For A. thaliana, the phenotypic values were transformed according to the original report [9]. The genotypic variants were filtered with MAF (> = 0.1, as Atwell et al.[9]), missing rate (< = 0.5), minor allele number (> = 5). Those inside centromere regions were also exempted from the subsequent association tests. We used EMMAX pipeline for association tests. To correct population structure, the kinship matrixes were generated with the EMMAX-BN (Balding-Nichols) method. A modified version of EMMAX was used when analysing INDELs. We excluded an accession if it were genotyped as missing.

In D. melanogaster, the genotypic variants were filtered with MAF > = 0.05, missing rate < = 0.2 and minor allele number > = 8 before being used for association analysis. To estimate kinship matrix, the SNP dataset was further filtered with LD pattern (–indep-pairwise 1000 500 0.2 in PLINK) and SNPs within 2L:0.4Mb-14.9Mb, 2R:9Mb-18Mb and 3R:6Mb-27Mb were excluded since major inversions.
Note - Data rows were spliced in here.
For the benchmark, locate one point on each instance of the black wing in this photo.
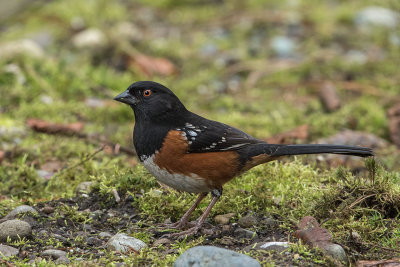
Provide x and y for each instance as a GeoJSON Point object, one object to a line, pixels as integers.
{"type": "Point", "coordinates": [207, 136]}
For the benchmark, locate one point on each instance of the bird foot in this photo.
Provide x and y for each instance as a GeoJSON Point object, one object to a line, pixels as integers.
{"type": "Point", "coordinates": [178, 225]}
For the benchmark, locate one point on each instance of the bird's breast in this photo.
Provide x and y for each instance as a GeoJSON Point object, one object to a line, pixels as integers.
{"type": "Point", "coordinates": [191, 172]}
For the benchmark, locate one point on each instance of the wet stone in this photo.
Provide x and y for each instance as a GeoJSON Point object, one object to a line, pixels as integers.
{"type": "Point", "coordinates": [54, 253]}
{"type": "Point", "coordinates": [247, 221]}
{"type": "Point", "coordinates": [14, 229]}
{"type": "Point", "coordinates": [20, 210]}
{"type": "Point", "coordinates": [8, 251]}
{"type": "Point", "coordinates": [124, 243]}
{"type": "Point", "coordinates": [244, 233]}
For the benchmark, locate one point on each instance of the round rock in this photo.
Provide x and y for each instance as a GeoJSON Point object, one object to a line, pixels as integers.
{"type": "Point", "coordinates": [14, 229]}
{"type": "Point", "coordinates": [7, 251]}
{"type": "Point", "coordinates": [223, 218]}
{"type": "Point", "coordinates": [214, 256]}
{"type": "Point", "coordinates": [20, 210]}
{"type": "Point", "coordinates": [84, 187]}
{"type": "Point", "coordinates": [123, 243]}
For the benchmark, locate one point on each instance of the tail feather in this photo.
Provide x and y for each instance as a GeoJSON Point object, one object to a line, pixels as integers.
{"type": "Point", "coordinates": [285, 150]}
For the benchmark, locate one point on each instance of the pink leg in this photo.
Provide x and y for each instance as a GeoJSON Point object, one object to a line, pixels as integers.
{"type": "Point", "coordinates": [200, 220]}
{"type": "Point", "coordinates": [183, 221]}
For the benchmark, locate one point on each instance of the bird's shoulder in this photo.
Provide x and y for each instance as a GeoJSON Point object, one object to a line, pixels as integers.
{"type": "Point", "coordinates": [204, 135]}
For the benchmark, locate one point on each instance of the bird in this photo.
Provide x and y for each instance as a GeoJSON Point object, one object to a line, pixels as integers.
{"type": "Point", "coordinates": [193, 154]}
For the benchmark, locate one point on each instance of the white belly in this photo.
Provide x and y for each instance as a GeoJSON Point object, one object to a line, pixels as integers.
{"type": "Point", "coordinates": [181, 182]}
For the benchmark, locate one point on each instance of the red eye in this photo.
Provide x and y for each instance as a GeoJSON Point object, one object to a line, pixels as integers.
{"type": "Point", "coordinates": [147, 92]}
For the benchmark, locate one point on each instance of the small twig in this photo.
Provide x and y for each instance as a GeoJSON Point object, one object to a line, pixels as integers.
{"type": "Point", "coordinates": [6, 263]}
{"type": "Point", "coordinates": [381, 247]}
{"type": "Point", "coordinates": [84, 160]}
{"type": "Point", "coordinates": [116, 195]}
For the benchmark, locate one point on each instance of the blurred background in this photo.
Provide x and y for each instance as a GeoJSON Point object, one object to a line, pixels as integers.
{"type": "Point", "coordinates": [286, 71]}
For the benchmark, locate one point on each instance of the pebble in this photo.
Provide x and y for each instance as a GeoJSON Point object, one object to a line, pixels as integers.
{"type": "Point", "coordinates": [21, 47]}
{"type": "Point", "coordinates": [127, 30]}
{"type": "Point", "coordinates": [123, 243]}
{"type": "Point", "coordinates": [54, 253]}
{"type": "Point", "coordinates": [223, 218]}
{"type": "Point", "coordinates": [161, 241]}
{"type": "Point", "coordinates": [20, 210]}
{"type": "Point", "coordinates": [48, 210]}
{"type": "Point", "coordinates": [8, 251]}
{"type": "Point", "coordinates": [267, 246]}
{"type": "Point", "coordinates": [105, 235]}
{"type": "Point", "coordinates": [89, 38]}
{"type": "Point", "coordinates": [214, 256]}
{"type": "Point", "coordinates": [377, 16]}
{"type": "Point", "coordinates": [269, 222]}
{"type": "Point", "coordinates": [14, 229]}
{"type": "Point", "coordinates": [62, 260]}
{"type": "Point", "coordinates": [93, 241]}
{"type": "Point", "coordinates": [84, 187]}
{"type": "Point", "coordinates": [247, 221]}
{"type": "Point", "coordinates": [278, 246]}
{"type": "Point", "coordinates": [244, 233]}
{"type": "Point", "coordinates": [335, 251]}
{"type": "Point", "coordinates": [282, 46]}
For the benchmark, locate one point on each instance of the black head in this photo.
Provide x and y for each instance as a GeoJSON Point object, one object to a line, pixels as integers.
{"type": "Point", "coordinates": [151, 100]}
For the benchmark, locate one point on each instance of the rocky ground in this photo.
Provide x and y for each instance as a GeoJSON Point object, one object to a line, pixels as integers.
{"type": "Point", "coordinates": [282, 71]}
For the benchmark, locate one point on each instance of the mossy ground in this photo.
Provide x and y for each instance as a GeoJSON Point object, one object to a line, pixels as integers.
{"type": "Point", "coordinates": [280, 100]}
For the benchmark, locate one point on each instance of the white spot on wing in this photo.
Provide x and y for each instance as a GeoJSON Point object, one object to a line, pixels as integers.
{"type": "Point", "coordinates": [192, 133]}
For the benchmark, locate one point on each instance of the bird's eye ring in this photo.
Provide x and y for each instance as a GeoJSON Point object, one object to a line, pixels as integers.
{"type": "Point", "coordinates": [147, 92]}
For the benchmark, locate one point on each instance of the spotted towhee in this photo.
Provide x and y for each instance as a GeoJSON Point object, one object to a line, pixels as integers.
{"type": "Point", "coordinates": [190, 153]}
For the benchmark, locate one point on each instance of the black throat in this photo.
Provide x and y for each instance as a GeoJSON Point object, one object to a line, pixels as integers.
{"type": "Point", "coordinates": [149, 132]}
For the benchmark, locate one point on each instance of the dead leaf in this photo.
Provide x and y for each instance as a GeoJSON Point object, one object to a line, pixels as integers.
{"type": "Point", "coordinates": [312, 233]}
{"type": "Point", "coordinates": [55, 128]}
{"type": "Point", "coordinates": [290, 137]}
{"type": "Point", "coordinates": [51, 166]}
{"type": "Point", "coordinates": [151, 66]}
{"type": "Point", "coordinates": [382, 263]}
{"type": "Point", "coordinates": [394, 124]}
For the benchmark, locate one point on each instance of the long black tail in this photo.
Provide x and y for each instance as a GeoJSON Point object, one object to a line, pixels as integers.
{"type": "Point", "coordinates": [285, 150]}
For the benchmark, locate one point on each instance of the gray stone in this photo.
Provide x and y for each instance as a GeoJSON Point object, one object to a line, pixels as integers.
{"type": "Point", "coordinates": [128, 31]}
{"type": "Point", "coordinates": [377, 16]}
{"type": "Point", "coordinates": [123, 243]}
{"type": "Point", "coordinates": [335, 251]}
{"type": "Point", "coordinates": [223, 218]}
{"type": "Point", "coordinates": [90, 39]}
{"type": "Point", "coordinates": [62, 260]}
{"type": "Point", "coordinates": [244, 233]}
{"type": "Point", "coordinates": [213, 256]}
{"type": "Point", "coordinates": [282, 46]}
{"type": "Point", "coordinates": [54, 253]}
{"type": "Point", "coordinates": [278, 246]}
{"type": "Point", "coordinates": [247, 221]}
{"type": "Point", "coordinates": [14, 229]}
{"type": "Point", "coordinates": [21, 47]}
{"type": "Point", "coordinates": [105, 235]}
{"type": "Point", "coordinates": [20, 210]}
{"type": "Point", "coordinates": [84, 187]}
{"type": "Point", "coordinates": [7, 251]}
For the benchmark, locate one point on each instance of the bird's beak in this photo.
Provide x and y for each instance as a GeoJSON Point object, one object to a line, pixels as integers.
{"type": "Point", "coordinates": [126, 98]}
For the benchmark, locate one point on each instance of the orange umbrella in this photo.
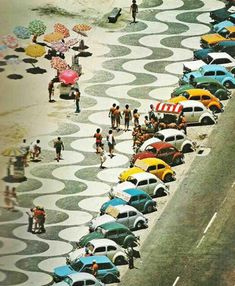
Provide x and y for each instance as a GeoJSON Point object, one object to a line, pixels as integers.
{"type": "Point", "coordinates": [53, 37]}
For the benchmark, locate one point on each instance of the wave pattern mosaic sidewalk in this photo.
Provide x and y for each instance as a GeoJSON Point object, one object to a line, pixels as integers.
{"type": "Point", "coordinates": [140, 65]}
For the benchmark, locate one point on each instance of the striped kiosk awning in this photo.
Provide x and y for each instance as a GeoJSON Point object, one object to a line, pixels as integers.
{"type": "Point", "coordinates": [168, 107]}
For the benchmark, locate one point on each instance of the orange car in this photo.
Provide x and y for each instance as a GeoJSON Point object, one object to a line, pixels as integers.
{"type": "Point", "coordinates": [208, 99]}
{"type": "Point", "coordinates": [210, 40]}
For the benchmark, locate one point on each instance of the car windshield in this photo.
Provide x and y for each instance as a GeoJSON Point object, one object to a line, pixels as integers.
{"type": "Point", "coordinates": [77, 265]}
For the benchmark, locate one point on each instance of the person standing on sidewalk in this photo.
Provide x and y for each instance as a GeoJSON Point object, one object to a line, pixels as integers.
{"type": "Point", "coordinates": [58, 145]}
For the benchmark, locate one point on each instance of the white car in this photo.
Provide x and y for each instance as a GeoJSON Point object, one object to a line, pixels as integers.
{"type": "Point", "coordinates": [144, 181]}
{"type": "Point", "coordinates": [101, 246]}
{"type": "Point", "coordinates": [174, 136]}
{"type": "Point", "coordinates": [195, 112]}
{"type": "Point", "coordinates": [77, 279]}
{"type": "Point", "coordinates": [124, 214]}
{"type": "Point", "coordinates": [221, 58]}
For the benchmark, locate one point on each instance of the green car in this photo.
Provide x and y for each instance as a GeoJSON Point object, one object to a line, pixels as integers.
{"type": "Point", "coordinates": [207, 83]}
{"type": "Point", "coordinates": [111, 230]}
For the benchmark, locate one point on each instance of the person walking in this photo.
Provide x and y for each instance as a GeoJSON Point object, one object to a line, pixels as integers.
{"type": "Point", "coordinates": [98, 139]}
{"type": "Point", "coordinates": [77, 96]}
{"type": "Point", "coordinates": [58, 145]}
{"type": "Point", "coordinates": [118, 116]}
{"type": "Point", "coordinates": [112, 116]}
{"type": "Point", "coordinates": [127, 117]}
{"type": "Point", "coordinates": [134, 10]}
{"type": "Point", "coordinates": [111, 143]}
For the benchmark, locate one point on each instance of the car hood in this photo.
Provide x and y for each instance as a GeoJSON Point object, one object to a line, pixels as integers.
{"type": "Point", "coordinates": [113, 202]}
{"type": "Point", "coordinates": [86, 238]}
{"type": "Point", "coordinates": [101, 220]}
{"type": "Point", "coordinates": [63, 271]}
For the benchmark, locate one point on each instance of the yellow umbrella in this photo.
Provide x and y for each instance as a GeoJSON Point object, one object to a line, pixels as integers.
{"type": "Point", "coordinates": [53, 37]}
{"type": "Point", "coordinates": [12, 152]}
{"type": "Point", "coordinates": [35, 50]}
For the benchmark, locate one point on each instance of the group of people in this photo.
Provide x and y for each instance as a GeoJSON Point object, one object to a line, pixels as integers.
{"type": "Point", "coordinates": [36, 220]}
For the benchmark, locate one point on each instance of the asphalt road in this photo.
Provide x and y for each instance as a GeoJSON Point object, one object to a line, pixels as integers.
{"type": "Point", "coordinates": [193, 242]}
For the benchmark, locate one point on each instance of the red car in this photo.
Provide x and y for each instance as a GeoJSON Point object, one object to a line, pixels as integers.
{"type": "Point", "coordinates": [161, 150]}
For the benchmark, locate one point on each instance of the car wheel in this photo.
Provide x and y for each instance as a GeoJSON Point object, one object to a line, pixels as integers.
{"type": "Point", "coordinates": [119, 260]}
{"type": "Point", "coordinates": [109, 279]}
{"type": "Point", "coordinates": [168, 178]}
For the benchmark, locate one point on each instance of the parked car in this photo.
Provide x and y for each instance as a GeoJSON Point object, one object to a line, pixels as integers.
{"type": "Point", "coordinates": [176, 137]}
{"type": "Point", "coordinates": [214, 58]}
{"type": "Point", "coordinates": [101, 246]}
{"type": "Point", "coordinates": [111, 230]}
{"type": "Point", "coordinates": [213, 71]}
{"type": "Point", "coordinates": [152, 165]}
{"type": "Point", "coordinates": [124, 214]}
{"type": "Point", "coordinates": [147, 182]}
{"type": "Point", "coordinates": [162, 150]}
{"type": "Point", "coordinates": [196, 113]}
{"type": "Point", "coordinates": [230, 21]}
{"type": "Point", "coordinates": [132, 197]}
{"type": "Point", "coordinates": [107, 271]}
{"type": "Point", "coordinates": [210, 40]}
{"type": "Point", "coordinates": [210, 84]}
{"type": "Point", "coordinates": [79, 279]}
{"type": "Point", "coordinates": [202, 95]}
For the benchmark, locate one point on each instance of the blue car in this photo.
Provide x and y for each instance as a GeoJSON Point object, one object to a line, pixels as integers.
{"type": "Point", "coordinates": [220, 27]}
{"type": "Point", "coordinates": [133, 197]}
{"type": "Point", "coordinates": [212, 71]}
{"type": "Point", "coordinates": [107, 271]}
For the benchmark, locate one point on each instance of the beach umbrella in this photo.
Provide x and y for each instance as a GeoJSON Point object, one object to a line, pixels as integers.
{"type": "Point", "coordinates": [12, 152]}
{"type": "Point", "coordinates": [37, 28]}
{"type": "Point", "coordinates": [58, 64]}
{"type": "Point", "coordinates": [68, 77]}
{"type": "Point", "coordinates": [60, 28]}
{"type": "Point", "coordinates": [53, 37]}
{"type": "Point", "coordinates": [10, 41]}
{"type": "Point", "coordinates": [60, 47]}
{"type": "Point", "coordinates": [22, 32]}
{"type": "Point", "coordinates": [35, 50]}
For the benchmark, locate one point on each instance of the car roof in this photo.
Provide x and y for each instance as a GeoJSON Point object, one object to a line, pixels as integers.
{"type": "Point", "coordinates": [170, 132]}
{"type": "Point", "coordinates": [102, 241]}
{"type": "Point", "coordinates": [143, 175]}
{"type": "Point", "coordinates": [97, 258]}
{"type": "Point", "coordinates": [198, 91]}
{"type": "Point", "coordinates": [134, 192]}
{"type": "Point", "coordinates": [80, 276]}
{"type": "Point", "coordinates": [161, 145]}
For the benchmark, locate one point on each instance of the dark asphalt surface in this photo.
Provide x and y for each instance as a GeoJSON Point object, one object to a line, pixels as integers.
{"type": "Point", "coordinates": [170, 250]}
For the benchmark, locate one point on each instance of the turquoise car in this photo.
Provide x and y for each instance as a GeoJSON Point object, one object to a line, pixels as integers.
{"type": "Point", "coordinates": [212, 71]}
{"type": "Point", "coordinates": [107, 271]}
{"type": "Point", "coordinates": [133, 197]}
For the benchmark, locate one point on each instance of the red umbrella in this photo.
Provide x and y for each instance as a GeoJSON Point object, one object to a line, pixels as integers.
{"type": "Point", "coordinates": [68, 77]}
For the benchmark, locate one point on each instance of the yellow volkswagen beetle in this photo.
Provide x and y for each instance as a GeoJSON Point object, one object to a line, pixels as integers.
{"type": "Point", "coordinates": [154, 166]}
{"type": "Point", "coordinates": [208, 99]}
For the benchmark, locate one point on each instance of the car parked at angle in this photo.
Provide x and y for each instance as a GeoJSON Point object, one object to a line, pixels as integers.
{"type": "Point", "coordinates": [209, 40]}
{"type": "Point", "coordinates": [107, 271]}
{"type": "Point", "coordinates": [202, 95]}
{"type": "Point", "coordinates": [161, 150]}
{"type": "Point", "coordinates": [133, 197]}
{"type": "Point", "coordinates": [124, 214]}
{"type": "Point", "coordinates": [230, 21]}
{"type": "Point", "coordinates": [111, 230]}
{"type": "Point", "coordinates": [208, 83]}
{"type": "Point", "coordinates": [79, 279]}
{"type": "Point", "coordinates": [224, 47]}
{"type": "Point", "coordinates": [213, 71]}
{"type": "Point", "coordinates": [101, 246]}
{"type": "Point", "coordinates": [176, 137]}
{"type": "Point", "coordinates": [154, 166]}
{"type": "Point", "coordinates": [222, 59]}
{"type": "Point", "coordinates": [147, 182]}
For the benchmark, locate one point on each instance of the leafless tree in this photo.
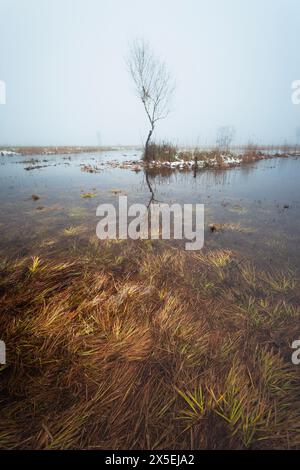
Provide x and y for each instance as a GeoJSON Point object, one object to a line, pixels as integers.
{"type": "Point", "coordinates": [153, 82]}
{"type": "Point", "coordinates": [225, 137]}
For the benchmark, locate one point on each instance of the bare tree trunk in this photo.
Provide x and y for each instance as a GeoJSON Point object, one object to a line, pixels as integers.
{"type": "Point", "coordinates": [147, 143]}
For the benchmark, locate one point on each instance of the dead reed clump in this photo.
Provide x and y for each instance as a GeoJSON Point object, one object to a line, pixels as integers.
{"type": "Point", "coordinates": [147, 349]}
The phenotypes were adjusted for the effects of Wolbachia infection and major inversions (In(2L)t, In(2R)NS, In(3R)P, In(3R)K, and In(3R)Mo) according to the DGRP2 paper [13]. The adjusted values were then transformed with the WarpedLMM [49] package. We trained WarpedLMM (with default settings) using the same SNP datasets used for kinship matrix construction. The transformed phenotype values were fitted into association algorithm FAST-LMM (v 2.0) [50]. The Manhattan and QQ plots were visualized with homemade R [51] scripts.

Proportion of phenotypic variance explained by significant genotypic variants

To assess how much of the phenotypic variance can be explained by detected genome-wide significant loci, we estimated the effect size of those variants with regression analysis.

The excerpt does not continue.